In our first class, I told you that bloggers and vloggers should have a unique voice. There should be something special about what they share, or how they present it.
This is what I meant.
Let’s talk about what we can learn from Zach Anner’s YouTube channel.
First of all, it’s tough to beat Zach’s hook. His cerebral palsy affords him a perspective on life that very few people can imagine. But it’s his use of wry humor and genuine goodwill that makes his videos so compelling. His attempts to exercise are intentionally hilarious…but strangely inspiring.
When you touch your audience on that level, feedback will be frequent and heartfelt. Zach responds directly to his commenters in his videos, sometimes to humorous effect, but always in a manner that reflects how much he values them.
And here’s Zach’s brother Brad, who’s just as funny, and whose videos are just as well produced.
He has less than 800 subscribers, and his videos seldom receive more than a few hundred views.

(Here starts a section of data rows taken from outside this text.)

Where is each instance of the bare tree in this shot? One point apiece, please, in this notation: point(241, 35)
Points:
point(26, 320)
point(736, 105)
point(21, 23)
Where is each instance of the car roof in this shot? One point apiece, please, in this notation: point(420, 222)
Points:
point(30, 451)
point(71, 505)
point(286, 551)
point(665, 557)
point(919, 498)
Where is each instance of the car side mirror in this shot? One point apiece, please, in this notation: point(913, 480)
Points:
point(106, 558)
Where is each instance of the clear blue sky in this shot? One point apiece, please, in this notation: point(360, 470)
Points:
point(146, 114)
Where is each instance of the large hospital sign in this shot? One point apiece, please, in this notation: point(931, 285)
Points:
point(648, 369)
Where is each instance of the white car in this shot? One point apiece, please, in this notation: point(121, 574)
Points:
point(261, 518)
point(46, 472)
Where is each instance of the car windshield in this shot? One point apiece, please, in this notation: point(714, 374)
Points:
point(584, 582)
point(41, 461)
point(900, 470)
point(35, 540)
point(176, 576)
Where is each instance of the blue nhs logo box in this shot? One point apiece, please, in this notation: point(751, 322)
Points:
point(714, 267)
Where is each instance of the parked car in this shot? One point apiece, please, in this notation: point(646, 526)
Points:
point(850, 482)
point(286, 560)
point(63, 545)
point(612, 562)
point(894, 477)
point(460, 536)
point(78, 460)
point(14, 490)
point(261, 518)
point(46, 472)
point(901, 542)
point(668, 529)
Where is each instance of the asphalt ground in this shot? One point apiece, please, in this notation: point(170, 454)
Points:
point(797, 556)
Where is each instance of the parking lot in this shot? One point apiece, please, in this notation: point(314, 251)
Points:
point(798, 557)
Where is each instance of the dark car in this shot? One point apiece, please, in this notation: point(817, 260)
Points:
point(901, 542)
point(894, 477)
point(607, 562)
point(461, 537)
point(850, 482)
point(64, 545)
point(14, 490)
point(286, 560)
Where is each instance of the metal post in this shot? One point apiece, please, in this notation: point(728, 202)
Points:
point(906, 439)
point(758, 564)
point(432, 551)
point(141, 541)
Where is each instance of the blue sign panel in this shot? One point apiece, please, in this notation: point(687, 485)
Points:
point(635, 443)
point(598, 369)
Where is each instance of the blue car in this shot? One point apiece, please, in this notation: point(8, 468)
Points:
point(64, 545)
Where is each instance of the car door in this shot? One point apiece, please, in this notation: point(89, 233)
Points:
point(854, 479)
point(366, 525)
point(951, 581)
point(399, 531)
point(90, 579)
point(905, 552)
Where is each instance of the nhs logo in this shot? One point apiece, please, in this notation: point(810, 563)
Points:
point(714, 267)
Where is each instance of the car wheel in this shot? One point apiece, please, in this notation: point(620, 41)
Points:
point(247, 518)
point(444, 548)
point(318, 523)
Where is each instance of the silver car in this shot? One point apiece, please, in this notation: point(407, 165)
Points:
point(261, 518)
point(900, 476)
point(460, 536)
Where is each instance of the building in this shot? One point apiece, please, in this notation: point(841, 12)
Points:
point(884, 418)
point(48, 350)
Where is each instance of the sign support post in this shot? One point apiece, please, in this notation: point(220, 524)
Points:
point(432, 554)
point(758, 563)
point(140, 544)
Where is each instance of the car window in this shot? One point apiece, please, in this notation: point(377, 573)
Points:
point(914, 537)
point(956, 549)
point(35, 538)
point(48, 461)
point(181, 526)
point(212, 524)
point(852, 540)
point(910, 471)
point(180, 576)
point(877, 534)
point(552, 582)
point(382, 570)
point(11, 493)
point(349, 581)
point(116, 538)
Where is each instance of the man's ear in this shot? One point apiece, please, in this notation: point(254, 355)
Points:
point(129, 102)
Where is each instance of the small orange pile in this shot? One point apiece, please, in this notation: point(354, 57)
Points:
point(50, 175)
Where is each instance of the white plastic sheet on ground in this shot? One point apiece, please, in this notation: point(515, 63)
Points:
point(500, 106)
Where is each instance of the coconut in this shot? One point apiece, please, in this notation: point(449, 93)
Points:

He’s one of thousands of funny guys on YouTube. Nothing about him or his videos makes him stand out from the crowd, and his (relative) lack of subscribers reflects that.
So am I saying that you should pretend to have a disability in order to increase your audience?
That’s exactly what I’m saying No, but you should make every effort to frame your project using whatever you think is special about yourself. Think about the knowledge, skills, interests or perspectives that set you apart from most people. Be passionate about whatever you produce. And connect genuinely with your audience.